A conclusão para a qual tais matérias sutilmente nos direciona vai no sentido de esquecer a origem e os verdadeiros mecanismos que produzem o gigantesco endividamento brasileiro, tornando mais difícil ainda a pressão por uma auditoria integral. Colocar os investimentos como culpados pelo aumento da dívida é um conhecido artifício neoliberal destinado a convencer a população de que o governo deveria gastar sempre menos (em vez de gastar melhor) e, assim, ocultar as verdadeiras fontes do endividamento do país: a rapina diária promovida pelo mercado financeiro, nacional e internacional.
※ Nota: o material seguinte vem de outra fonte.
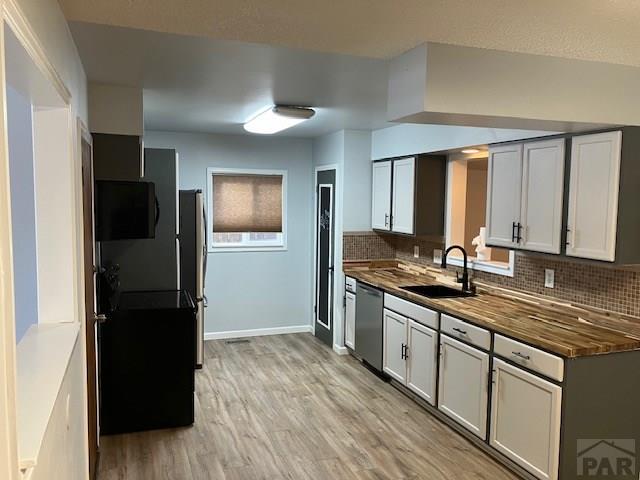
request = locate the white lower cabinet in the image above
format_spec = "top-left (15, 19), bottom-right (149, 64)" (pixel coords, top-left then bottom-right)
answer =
top-left (489, 359), bottom-right (562, 480)
top-left (383, 309), bottom-right (438, 405)
top-left (344, 292), bottom-right (356, 350)
top-left (438, 335), bottom-right (489, 440)
top-left (407, 320), bottom-right (438, 405)
top-left (382, 308), bottom-right (407, 383)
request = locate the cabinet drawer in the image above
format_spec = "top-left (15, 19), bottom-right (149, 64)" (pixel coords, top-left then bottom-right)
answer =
top-left (493, 334), bottom-right (564, 382)
top-left (384, 293), bottom-right (440, 330)
top-left (344, 277), bottom-right (356, 293)
top-left (440, 314), bottom-right (491, 350)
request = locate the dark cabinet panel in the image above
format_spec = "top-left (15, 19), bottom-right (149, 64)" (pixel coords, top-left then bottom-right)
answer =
top-left (92, 133), bottom-right (143, 180)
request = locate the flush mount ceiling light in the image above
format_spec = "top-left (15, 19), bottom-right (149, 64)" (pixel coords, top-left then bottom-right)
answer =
top-left (244, 105), bottom-right (316, 135)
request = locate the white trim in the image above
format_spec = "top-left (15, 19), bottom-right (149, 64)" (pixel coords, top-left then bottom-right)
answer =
top-left (206, 167), bottom-right (289, 253)
top-left (204, 325), bottom-right (312, 340)
top-left (0, 13), bottom-right (19, 480)
top-left (3, 0), bottom-right (71, 105)
top-left (314, 183), bottom-right (335, 330)
top-left (445, 154), bottom-right (516, 277)
top-left (333, 343), bottom-right (349, 355)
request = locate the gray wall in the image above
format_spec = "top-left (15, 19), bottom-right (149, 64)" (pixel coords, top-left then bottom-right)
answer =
top-left (7, 85), bottom-right (38, 342)
top-left (144, 132), bottom-right (313, 333)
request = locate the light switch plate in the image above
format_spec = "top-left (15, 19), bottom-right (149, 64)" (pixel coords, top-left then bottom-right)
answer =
top-left (544, 268), bottom-right (556, 288)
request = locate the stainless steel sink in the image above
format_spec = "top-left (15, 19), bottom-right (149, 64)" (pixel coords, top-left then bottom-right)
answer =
top-left (400, 285), bottom-right (475, 298)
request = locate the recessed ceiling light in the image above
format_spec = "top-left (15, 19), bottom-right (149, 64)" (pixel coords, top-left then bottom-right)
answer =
top-left (244, 105), bottom-right (316, 135)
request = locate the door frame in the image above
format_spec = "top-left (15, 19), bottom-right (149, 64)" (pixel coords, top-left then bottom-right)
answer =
top-left (310, 163), bottom-right (349, 355)
top-left (313, 183), bottom-right (336, 333)
top-left (77, 118), bottom-right (100, 480)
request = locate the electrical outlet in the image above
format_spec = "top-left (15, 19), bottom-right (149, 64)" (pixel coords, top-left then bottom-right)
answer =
top-left (544, 268), bottom-right (556, 288)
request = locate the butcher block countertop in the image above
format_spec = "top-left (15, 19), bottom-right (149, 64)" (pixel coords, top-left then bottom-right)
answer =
top-left (344, 261), bottom-right (640, 358)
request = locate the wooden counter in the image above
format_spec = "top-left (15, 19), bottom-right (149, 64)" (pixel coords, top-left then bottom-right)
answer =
top-left (344, 262), bottom-right (640, 358)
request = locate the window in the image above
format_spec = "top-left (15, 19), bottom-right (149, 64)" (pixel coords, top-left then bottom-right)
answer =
top-left (207, 168), bottom-right (287, 252)
top-left (446, 152), bottom-right (515, 277)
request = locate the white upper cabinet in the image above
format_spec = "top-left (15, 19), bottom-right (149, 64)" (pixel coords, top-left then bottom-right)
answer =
top-left (391, 157), bottom-right (415, 234)
top-left (371, 154), bottom-right (447, 236)
top-left (489, 359), bottom-right (562, 480)
top-left (520, 139), bottom-right (565, 253)
top-left (382, 309), bottom-right (407, 383)
top-left (486, 139), bottom-right (565, 253)
top-left (486, 144), bottom-right (522, 248)
top-left (438, 335), bottom-right (489, 440)
top-left (371, 160), bottom-right (391, 230)
top-left (567, 131), bottom-right (624, 261)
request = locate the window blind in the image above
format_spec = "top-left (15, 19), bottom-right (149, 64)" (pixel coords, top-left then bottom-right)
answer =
top-left (212, 174), bottom-right (282, 233)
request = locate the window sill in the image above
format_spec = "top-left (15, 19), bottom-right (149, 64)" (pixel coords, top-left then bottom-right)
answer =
top-left (16, 322), bottom-right (80, 469)
top-left (208, 245), bottom-right (287, 253)
top-left (447, 252), bottom-right (515, 277)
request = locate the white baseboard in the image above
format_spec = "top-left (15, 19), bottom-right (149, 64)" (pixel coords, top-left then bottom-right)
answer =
top-left (204, 325), bottom-right (313, 340)
top-left (333, 343), bottom-right (349, 355)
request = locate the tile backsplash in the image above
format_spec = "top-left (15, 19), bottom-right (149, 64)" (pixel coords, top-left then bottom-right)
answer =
top-left (343, 232), bottom-right (640, 317)
top-left (342, 232), bottom-right (396, 260)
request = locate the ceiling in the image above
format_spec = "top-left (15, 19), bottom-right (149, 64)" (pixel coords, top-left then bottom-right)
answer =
top-left (70, 22), bottom-right (387, 137)
top-left (59, 0), bottom-right (640, 66)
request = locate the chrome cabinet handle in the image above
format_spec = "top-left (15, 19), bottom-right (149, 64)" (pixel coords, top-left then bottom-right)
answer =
top-left (511, 352), bottom-right (531, 360)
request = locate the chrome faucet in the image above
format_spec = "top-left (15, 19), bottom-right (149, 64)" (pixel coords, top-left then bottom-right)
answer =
top-left (442, 245), bottom-right (470, 293)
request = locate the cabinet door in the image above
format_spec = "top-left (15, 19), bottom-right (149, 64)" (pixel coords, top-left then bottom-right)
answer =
top-left (382, 308), bottom-right (407, 383)
top-left (391, 158), bottom-right (416, 234)
top-left (520, 139), bottom-right (565, 253)
top-left (371, 160), bottom-right (391, 230)
top-left (407, 320), bottom-right (438, 405)
top-left (344, 292), bottom-right (356, 350)
top-left (486, 144), bottom-right (522, 247)
top-left (489, 359), bottom-right (562, 480)
top-left (438, 335), bottom-right (489, 440)
top-left (567, 132), bottom-right (622, 261)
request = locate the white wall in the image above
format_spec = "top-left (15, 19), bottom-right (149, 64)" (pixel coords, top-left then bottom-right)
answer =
top-left (313, 130), bottom-right (344, 167)
top-left (7, 85), bottom-right (38, 343)
top-left (0, 0), bottom-right (88, 479)
top-left (144, 132), bottom-right (313, 334)
top-left (313, 130), bottom-right (371, 232)
top-left (343, 130), bottom-right (371, 232)
top-left (371, 124), bottom-right (558, 160)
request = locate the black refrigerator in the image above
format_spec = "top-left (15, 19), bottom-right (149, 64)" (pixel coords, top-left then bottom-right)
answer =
top-left (98, 291), bottom-right (196, 435)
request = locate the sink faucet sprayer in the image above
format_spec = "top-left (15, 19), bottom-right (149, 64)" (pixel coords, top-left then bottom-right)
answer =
top-left (442, 245), bottom-right (471, 292)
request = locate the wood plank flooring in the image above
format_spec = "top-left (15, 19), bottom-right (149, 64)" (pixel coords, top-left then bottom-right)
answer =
top-left (98, 334), bottom-right (517, 480)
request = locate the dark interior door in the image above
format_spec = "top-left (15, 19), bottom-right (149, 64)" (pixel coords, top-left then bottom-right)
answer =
top-left (315, 170), bottom-right (336, 346)
top-left (82, 134), bottom-right (98, 480)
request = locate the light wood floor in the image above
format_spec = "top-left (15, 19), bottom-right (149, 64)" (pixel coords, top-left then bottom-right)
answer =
top-left (99, 334), bottom-right (517, 480)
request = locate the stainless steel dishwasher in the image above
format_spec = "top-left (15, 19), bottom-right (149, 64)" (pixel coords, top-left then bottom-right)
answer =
top-left (355, 282), bottom-right (382, 371)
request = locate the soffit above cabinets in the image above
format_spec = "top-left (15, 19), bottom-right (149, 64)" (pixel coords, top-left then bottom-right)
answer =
top-left (387, 43), bottom-right (640, 132)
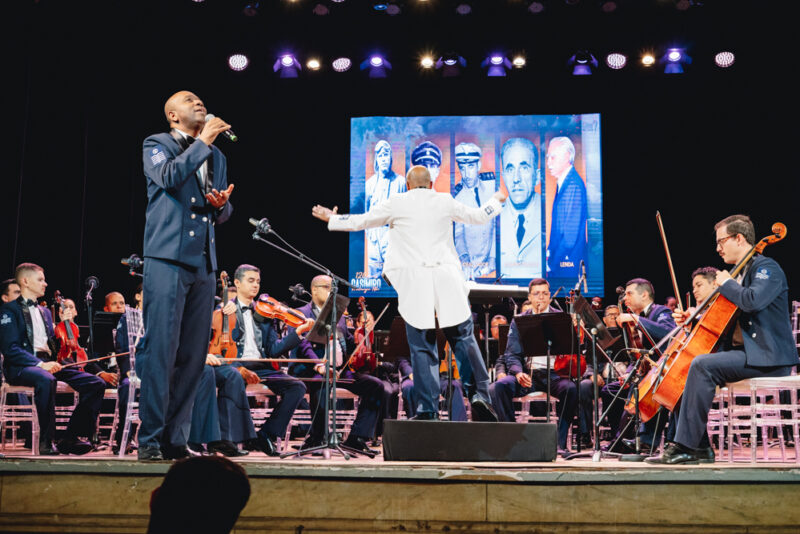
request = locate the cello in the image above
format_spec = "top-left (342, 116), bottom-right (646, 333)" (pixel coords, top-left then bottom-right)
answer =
top-left (54, 290), bottom-right (89, 370)
top-left (208, 271), bottom-right (239, 358)
top-left (626, 223), bottom-right (786, 420)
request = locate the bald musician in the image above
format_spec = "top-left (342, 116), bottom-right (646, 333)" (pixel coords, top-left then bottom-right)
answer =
top-left (136, 91), bottom-right (233, 460)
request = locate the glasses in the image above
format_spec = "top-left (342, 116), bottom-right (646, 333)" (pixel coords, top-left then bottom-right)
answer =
top-left (717, 235), bottom-right (736, 247)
Tanto é assim que as mesmas reportagens são obrigadas a reconhecer que os investimentos produziram aumentos no PIB que compensaram o aumento da dívida: se tomarmos em conta a relação dívida-PIB, somos informados que ela diminuiu em relação ao ano anterior, baixando ao patamar de 35,1%. Fica claro que o aumento do endividamento causado pelos “gastos” excessivos do governo foi mais do que contrabalançado pelo aumento da atividade econômica. O que fica de fora deste cálculo, então, só pode ser o pagamento com juros e amortizações da dívida, única variável que realmente explica, então, o tamanho do nosso enorme endividamento público.
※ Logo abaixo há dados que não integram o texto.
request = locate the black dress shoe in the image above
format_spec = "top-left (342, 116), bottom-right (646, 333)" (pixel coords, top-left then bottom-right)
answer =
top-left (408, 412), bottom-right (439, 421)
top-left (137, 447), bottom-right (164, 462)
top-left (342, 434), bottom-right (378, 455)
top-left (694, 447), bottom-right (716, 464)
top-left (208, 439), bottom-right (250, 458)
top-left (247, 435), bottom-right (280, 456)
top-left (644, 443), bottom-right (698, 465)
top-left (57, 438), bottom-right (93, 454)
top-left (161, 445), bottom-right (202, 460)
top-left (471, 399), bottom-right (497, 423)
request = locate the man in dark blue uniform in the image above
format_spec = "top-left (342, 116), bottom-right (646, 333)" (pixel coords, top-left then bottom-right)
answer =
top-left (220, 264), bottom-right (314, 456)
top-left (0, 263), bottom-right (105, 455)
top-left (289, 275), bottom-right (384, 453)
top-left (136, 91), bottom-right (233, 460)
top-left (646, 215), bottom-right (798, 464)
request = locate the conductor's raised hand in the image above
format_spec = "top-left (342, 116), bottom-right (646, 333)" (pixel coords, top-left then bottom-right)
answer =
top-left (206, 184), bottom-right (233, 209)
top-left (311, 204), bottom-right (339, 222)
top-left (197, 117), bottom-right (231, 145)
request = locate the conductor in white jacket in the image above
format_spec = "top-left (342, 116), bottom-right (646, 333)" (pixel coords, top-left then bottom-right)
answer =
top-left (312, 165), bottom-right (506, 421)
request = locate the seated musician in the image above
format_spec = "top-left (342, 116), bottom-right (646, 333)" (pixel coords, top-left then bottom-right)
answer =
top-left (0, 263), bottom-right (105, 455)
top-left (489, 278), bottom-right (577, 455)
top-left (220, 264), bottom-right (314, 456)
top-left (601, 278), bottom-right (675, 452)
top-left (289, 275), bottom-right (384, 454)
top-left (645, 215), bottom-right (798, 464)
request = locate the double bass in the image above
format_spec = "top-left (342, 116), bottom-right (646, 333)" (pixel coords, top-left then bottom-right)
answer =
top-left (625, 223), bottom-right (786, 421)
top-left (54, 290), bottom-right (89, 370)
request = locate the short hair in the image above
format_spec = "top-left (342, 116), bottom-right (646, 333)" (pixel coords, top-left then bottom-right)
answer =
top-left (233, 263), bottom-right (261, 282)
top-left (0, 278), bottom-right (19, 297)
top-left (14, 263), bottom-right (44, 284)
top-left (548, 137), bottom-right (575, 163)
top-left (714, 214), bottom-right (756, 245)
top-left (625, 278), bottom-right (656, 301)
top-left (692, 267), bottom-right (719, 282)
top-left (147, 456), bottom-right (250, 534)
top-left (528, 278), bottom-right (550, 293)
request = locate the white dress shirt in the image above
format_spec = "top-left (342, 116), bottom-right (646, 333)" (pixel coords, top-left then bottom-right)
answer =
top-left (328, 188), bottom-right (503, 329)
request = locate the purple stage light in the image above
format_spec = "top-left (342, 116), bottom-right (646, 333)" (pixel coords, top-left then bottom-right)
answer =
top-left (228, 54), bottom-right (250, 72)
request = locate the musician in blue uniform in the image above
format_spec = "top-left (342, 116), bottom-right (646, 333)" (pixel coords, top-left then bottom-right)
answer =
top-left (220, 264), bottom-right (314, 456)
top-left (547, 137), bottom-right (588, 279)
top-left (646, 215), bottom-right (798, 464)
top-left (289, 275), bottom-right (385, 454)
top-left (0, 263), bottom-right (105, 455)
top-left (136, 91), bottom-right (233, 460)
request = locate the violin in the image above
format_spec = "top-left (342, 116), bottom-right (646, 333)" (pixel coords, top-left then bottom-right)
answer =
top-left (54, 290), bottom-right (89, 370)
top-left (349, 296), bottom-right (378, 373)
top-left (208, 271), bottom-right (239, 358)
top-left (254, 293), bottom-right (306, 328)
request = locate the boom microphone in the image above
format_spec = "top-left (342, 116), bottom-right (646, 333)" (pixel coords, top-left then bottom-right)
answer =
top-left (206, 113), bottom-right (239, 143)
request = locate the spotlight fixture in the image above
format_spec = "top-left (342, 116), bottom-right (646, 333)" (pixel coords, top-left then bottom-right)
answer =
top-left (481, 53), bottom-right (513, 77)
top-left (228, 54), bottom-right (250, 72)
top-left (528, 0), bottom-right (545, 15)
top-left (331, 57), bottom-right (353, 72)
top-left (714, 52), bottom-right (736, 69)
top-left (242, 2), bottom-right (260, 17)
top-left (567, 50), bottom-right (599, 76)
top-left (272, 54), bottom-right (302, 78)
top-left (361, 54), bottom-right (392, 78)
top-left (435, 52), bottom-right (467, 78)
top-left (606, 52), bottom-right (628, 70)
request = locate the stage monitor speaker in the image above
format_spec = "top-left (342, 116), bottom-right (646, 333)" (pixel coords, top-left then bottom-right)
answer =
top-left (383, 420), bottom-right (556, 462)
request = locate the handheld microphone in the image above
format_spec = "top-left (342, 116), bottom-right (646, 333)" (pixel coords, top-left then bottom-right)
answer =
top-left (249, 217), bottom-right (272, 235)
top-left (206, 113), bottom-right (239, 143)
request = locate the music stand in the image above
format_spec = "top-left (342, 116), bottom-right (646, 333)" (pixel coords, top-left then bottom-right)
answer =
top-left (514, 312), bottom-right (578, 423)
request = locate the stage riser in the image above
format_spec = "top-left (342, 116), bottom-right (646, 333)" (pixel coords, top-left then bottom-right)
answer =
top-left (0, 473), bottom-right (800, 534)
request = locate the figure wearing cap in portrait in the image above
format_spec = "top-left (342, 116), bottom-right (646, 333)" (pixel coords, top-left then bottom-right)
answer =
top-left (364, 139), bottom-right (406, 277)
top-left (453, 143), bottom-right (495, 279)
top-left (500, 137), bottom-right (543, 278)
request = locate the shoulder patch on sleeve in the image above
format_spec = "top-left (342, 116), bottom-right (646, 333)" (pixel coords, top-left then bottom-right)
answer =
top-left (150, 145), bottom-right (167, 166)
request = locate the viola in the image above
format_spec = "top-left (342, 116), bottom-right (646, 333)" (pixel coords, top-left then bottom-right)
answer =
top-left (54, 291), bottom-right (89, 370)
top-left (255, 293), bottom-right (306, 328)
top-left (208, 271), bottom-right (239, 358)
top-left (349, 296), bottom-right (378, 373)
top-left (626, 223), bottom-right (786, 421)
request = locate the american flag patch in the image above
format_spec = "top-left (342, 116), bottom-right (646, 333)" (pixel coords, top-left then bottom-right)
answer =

Assim, é preciso sempre tomar cuidado para que não sejamos confundidos por “analistas” e “especialistas” de plantão na grande imprensa que, invariavelmente, estão mais interessados em propagar seus conhecidos mantras neoliberais (estado mínimo, corte de gastos sociais, privatizações) do que em realmente fazer uma análise honesta da situação econômica. De outro modo, nunca seremos capazes de entender porquê quase a metade (43,98%) do orçamento público federal vai diretamente para o pagamento de juros e amortizações das dívidas internas e externas. Em 2012, essa remuneração automática que o povo brasileiro concede ao capital financeiro globalizado atingiu a cifra de R$ 753 bilhões de reais.
Enquanto não apontarmos para a causa correta, nunca chegaremos à solução adequada. Se cairmos na armadilha de crer que são os gastos e investimentos públicos os “vilões” da dívida pública, nunca chegaremos nos verdadeiros culpados por esta situação: um modelo que prevê o financiamento do Estado através do endividamento e da financeirização da economia, propagado por representantes do mercado que ocupam posições nas bolsas de valores, bancos centrais, ministérios da fazenda e instituições financeiras multilaterais.
[1] Segundo dados do Movimento Xingu Vivo para Sempre: http://www.xinguvivo.org.br/2013/02/04/a-verdade-sobre-as-contas-da-usina-belo-monte-por-celio-berman[1] “Um paraíso fiscal em Santa Cruz”, produção do PACS, texto de Allan Mesentier (no prelo).
[1] Segundo as estimativas da Consultoria Legislativa do Senado Federal – junho/2012.
[1] Segundo Dossiê de Candidatura Rio 2016 – http://www.portaldatransparencia.gov.br/rio2016/matriz
Jubileu Sul Brasil
(com colaboração de Miguel Borba de Sá).